La gestion des prélèvements agricoles est principalement du fait des DDT(M) (MISE*) en Poitou-Charentes sous la coordination de la DREAL* agissant sous l’autorité du Préfet de Région. Il y a une volonté d’harmonisation régionale, voire extra-régionale puisque le Préfet de Région est aussi Préfet coordonnateur pour le Marais Poitevin. Les bassins limitrophes de deux départements sont gérés par la DDT la plus concernée. La gestion des prélèvements agricoles intègre 2 niveaux :

• Le décret ministériel de septembre 2007 demande à ce que soient définis des volumes prélevables pour l’agriculture pour que soient respectés 4 années sur 5 les objectifs de débit en rivière (DOE*) et/ou de piézométrie   en nappe   (POE). Les organismes uniques désignés devront gérer ces volumes. Cette politique vise à limiter les épisodes de crise.

• Dans chaque département un Arrêté cadre préfectoral pris fin mars règlemente chaque année la gestion des prélèvements d’avril à fin septembre. Cette gestion, qui distingue actuellement les périodes du printemps et de l’été, s’appuie sur des valeurs seuils fixées sur les débits de rivières et/ou des niveaux de nappe  . Les arrêtés sont consultables sur les sites des DDT.

Les piézomètres : des comportements très différents

En Poitou-Charentes la quasi-totalité des piézomètres (forages), qui permettent de suivre le niveau des nappes  , présentent des cycles annuels et ne montrent pas pour l’instant d’évolution sur le long terme. Mais ces piézomètres présentent toutefois des comportements très différents et n’ont pas la même signification pour la gestion.

Chronique du piézomètre de Lamoinie
Source des données : Région Poitou-Charentes/ORE

La nappe   du Dogger du bassin   de la Dive-du-Nord présente une certaine inertie que le piézomètre   de Lamoinie illustre avec des cycles pluri-annuels, ce qui présente l’avantage de pouvoir prévoir de longue période de crise.

Chronique du piézomètre de Chez Petit-Dauffard (86)
Source des données : Région Poitou-Charentes/ORE

La nappe   du Dogger du bassin   de la Clouère, illustrée ici par le piézomètre   de Petit-Dauffard, montre une inertie moyenne avec des cycles annuels prépondérants sur des cycles plus longs.

Chronique du piézomètre de Prissé-la-Charrière
Source des données : Région Poitou-Charentes/ORE

Le piézomètre   de Prissé-la-Charrière est représentatif du Jurassique supérieur avec un palier haut atteint presque tous les ans, un impact important des prélèvements en été et l’absence de cycles pluri-annuels.
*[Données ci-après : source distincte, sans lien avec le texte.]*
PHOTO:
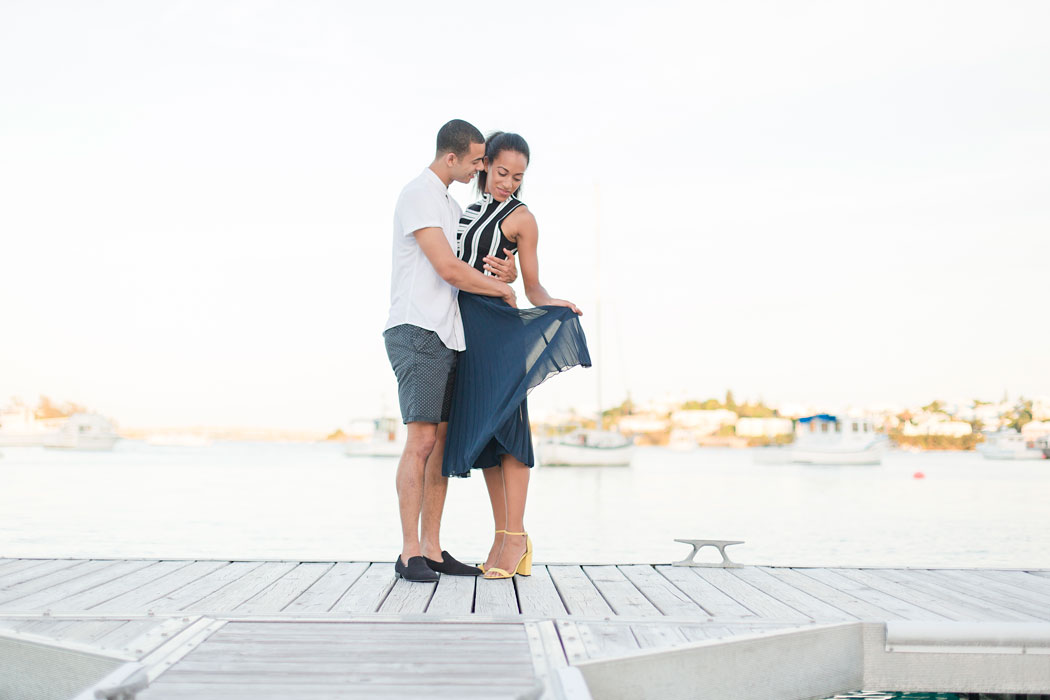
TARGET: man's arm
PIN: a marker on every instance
(456, 272)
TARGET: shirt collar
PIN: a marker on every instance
(431, 176)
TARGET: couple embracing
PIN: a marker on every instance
(464, 355)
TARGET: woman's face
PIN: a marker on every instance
(505, 173)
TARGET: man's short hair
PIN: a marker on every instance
(456, 138)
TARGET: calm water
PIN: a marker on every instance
(294, 501)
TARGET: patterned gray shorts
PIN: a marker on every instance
(425, 372)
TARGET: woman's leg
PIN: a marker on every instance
(516, 485)
(498, 496)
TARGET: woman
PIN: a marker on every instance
(508, 352)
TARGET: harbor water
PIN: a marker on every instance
(239, 501)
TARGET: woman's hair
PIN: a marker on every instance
(496, 144)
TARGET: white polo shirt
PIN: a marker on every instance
(418, 294)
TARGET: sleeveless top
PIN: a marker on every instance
(480, 231)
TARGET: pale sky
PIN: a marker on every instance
(822, 203)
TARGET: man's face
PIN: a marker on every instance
(464, 169)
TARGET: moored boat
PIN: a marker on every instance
(586, 448)
(1010, 445)
(84, 431)
(833, 440)
(386, 439)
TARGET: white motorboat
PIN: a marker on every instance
(19, 427)
(87, 431)
(681, 441)
(590, 448)
(386, 439)
(1009, 445)
(177, 440)
(832, 440)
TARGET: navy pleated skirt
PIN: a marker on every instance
(508, 352)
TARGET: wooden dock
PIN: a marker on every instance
(206, 629)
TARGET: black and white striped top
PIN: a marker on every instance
(480, 232)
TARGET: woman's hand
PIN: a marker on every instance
(567, 304)
(505, 271)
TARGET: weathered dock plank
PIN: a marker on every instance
(714, 601)
(657, 635)
(369, 591)
(623, 596)
(454, 596)
(901, 608)
(496, 597)
(1005, 597)
(280, 660)
(59, 572)
(578, 592)
(795, 598)
(841, 599)
(749, 596)
(138, 600)
(201, 588)
(126, 584)
(1027, 580)
(408, 597)
(607, 639)
(22, 570)
(898, 582)
(96, 575)
(323, 593)
(537, 594)
(668, 598)
(235, 593)
(285, 590)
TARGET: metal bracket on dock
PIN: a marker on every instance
(697, 544)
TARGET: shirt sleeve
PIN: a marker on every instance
(419, 211)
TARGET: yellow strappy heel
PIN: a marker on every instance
(524, 565)
(482, 566)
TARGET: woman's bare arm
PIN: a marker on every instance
(522, 226)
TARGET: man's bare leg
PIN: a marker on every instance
(435, 488)
(410, 484)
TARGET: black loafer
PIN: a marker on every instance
(416, 570)
(449, 566)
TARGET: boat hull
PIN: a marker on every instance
(87, 443)
(991, 452)
(870, 454)
(391, 449)
(560, 454)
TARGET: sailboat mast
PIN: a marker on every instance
(597, 299)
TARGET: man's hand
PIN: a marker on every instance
(505, 271)
(567, 304)
(510, 297)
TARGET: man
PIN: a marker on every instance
(423, 334)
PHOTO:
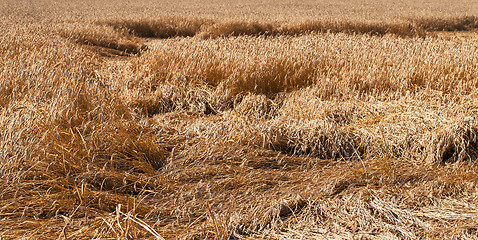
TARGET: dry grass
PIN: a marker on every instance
(259, 121)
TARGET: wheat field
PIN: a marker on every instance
(238, 119)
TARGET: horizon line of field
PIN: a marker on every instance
(170, 27)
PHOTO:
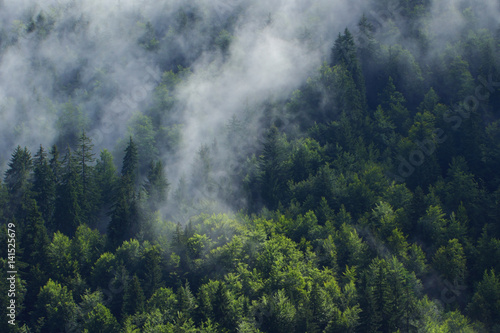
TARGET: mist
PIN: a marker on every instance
(82, 63)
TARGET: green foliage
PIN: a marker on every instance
(55, 307)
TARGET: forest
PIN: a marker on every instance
(250, 166)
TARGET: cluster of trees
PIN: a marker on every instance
(371, 204)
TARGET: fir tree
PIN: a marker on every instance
(44, 186)
(68, 215)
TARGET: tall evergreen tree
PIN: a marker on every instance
(131, 162)
(85, 159)
(273, 169)
(106, 178)
(55, 164)
(156, 185)
(68, 215)
(344, 53)
(44, 186)
(17, 177)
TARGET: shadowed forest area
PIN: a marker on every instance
(250, 167)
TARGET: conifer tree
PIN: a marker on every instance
(44, 186)
(133, 298)
(68, 215)
(156, 185)
(55, 164)
(17, 177)
(85, 159)
(273, 169)
(131, 162)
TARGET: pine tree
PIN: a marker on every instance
(124, 222)
(68, 215)
(131, 162)
(106, 178)
(156, 185)
(85, 158)
(133, 299)
(124, 217)
(55, 164)
(44, 186)
(274, 170)
(17, 177)
(35, 242)
(344, 54)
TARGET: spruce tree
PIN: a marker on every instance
(44, 186)
(156, 185)
(133, 299)
(273, 169)
(131, 162)
(85, 159)
(17, 177)
(68, 215)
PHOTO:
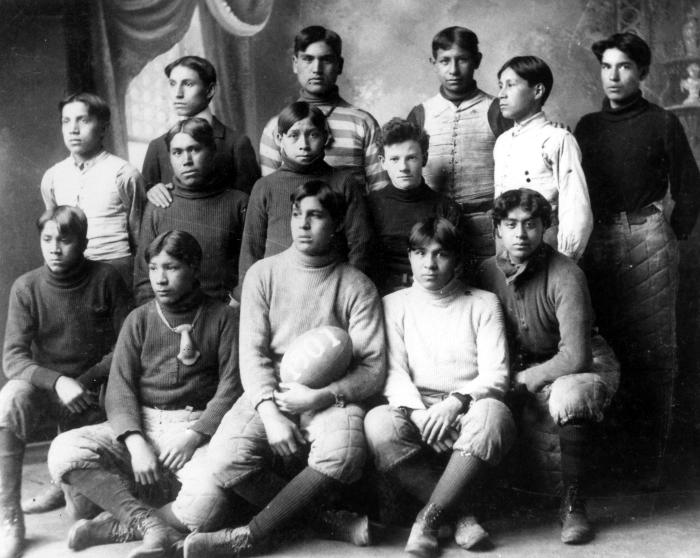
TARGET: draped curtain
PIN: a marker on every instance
(126, 34)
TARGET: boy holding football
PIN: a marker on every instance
(285, 295)
(447, 375)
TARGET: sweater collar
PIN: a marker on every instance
(517, 273)
(69, 280)
(444, 296)
(311, 262)
(413, 194)
(314, 167)
(210, 188)
(635, 105)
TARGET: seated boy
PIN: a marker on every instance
(302, 134)
(203, 205)
(173, 376)
(447, 375)
(406, 200)
(538, 155)
(192, 85)
(304, 287)
(108, 189)
(557, 363)
(62, 323)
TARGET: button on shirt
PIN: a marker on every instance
(536, 154)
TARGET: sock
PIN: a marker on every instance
(294, 498)
(260, 488)
(417, 477)
(461, 470)
(574, 440)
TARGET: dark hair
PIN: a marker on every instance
(460, 36)
(437, 229)
(178, 244)
(532, 69)
(316, 33)
(70, 221)
(200, 130)
(96, 105)
(527, 200)
(291, 114)
(398, 130)
(629, 43)
(330, 200)
(202, 66)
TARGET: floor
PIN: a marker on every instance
(628, 524)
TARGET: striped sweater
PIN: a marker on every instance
(146, 372)
(355, 133)
(446, 341)
(290, 293)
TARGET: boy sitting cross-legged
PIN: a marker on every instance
(173, 376)
(447, 375)
(285, 295)
(559, 365)
(62, 322)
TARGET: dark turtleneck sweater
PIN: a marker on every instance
(267, 228)
(146, 372)
(212, 214)
(394, 212)
(632, 155)
(64, 324)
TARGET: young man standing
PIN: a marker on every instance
(463, 123)
(634, 153)
(107, 188)
(559, 368)
(539, 155)
(62, 322)
(405, 201)
(446, 379)
(304, 287)
(192, 84)
(317, 63)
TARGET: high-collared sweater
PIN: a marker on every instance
(267, 227)
(632, 155)
(547, 309)
(536, 154)
(354, 140)
(215, 217)
(394, 212)
(452, 340)
(234, 161)
(64, 324)
(290, 293)
(111, 193)
(146, 372)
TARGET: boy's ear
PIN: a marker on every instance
(211, 91)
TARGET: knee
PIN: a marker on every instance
(487, 431)
(340, 450)
(201, 504)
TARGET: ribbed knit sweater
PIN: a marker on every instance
(547, 309)
(632, 155)
(394, 212)
(267, 228)
(146, 372)
(452, 340)
(215, 217)
(64, 325)
(290, 293)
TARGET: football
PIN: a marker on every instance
(317, 357)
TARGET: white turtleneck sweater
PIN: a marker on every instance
(452, 340)
(290, 293)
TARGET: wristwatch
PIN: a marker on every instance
(339, 400)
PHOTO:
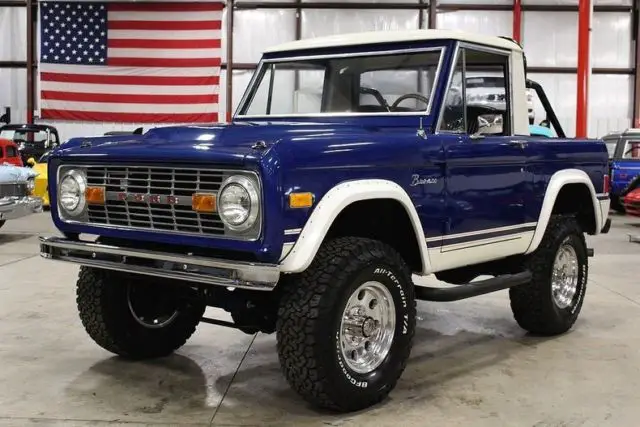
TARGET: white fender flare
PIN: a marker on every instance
(330, 206)
(557, 181)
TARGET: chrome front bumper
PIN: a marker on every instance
(208, 271)
(17, 207)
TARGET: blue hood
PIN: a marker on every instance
(223, 143)
(229, 144)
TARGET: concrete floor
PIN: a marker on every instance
(471, 364)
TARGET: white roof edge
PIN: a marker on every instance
(392, 36)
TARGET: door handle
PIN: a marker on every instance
(521, 144)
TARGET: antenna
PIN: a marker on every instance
(421, 132)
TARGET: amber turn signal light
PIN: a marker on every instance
(203, 202)
(300, 200)
(95, 195)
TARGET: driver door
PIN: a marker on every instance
(485, 164)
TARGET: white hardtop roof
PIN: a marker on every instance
(385, 36)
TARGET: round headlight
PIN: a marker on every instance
(71, 192)
(238, 203)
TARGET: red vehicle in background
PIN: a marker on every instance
(9, 153)
(631, 202)
(630, 197)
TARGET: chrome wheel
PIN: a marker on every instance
(564, 277)
(367, 327)
(151, 309)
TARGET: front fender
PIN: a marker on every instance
(600, 202)
(330, 206)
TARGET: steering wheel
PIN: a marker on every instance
(417, 96)
(377, 95)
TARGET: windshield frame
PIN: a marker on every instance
(263, 65)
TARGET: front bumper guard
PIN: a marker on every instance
(18, 207)
(202, 270)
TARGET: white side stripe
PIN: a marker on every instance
(484, 231)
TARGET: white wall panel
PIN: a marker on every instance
(325, 22)
(256, 30)
(496, 23)
(13, 34)
(550, 39)
(13, 92)
(360, 1)
(611, 39)
(607, 112)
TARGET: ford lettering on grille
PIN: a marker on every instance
(145, 198)
(155, 198)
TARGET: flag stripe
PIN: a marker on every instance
(154, 15)
(165, 25)
(141, 89)
(129, 98)
(166, 7)
(118, 107)
(164, 62)
(85, 115)
(129, 80)
(162, 35)
(130, 71)
(169, 54)
(165, 44)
La rapidité de réaction de la nappe   donne à la gestion de crise une efficacité particulière.

Y-a-t-il des solutions ?

Caractérisée par des bassins versants « courts », sans massifs montagneux à l’amont comme pour la plupart des grands fleuves français, la région Poitou-Charentes ne dispose pas de réserves en eau importantes permettant d’alimenter les rivières en été. Aussi il convient de s’efforcer à retenir cette eau abondante en hiver.
Quelques idées peuvent être proposées :

• Une gestion globale par bassin   versant, d’amont à l’aval, des nappes   et des rivières, des inondations et des étiages,

• Le stockage temporaire des eaux hivernales soit d’une manière naturelle, en reconstituant les zones humides notamment, soit d’une manière anthropique (réserves dites de substitution, barrages),

• Une gestion active de la ressource tendant à favoriser la recharge   des nappes  ,

• Une gestion rigoureuse des prélèvements tenant compte du fonctionnement de l’hydrosystème.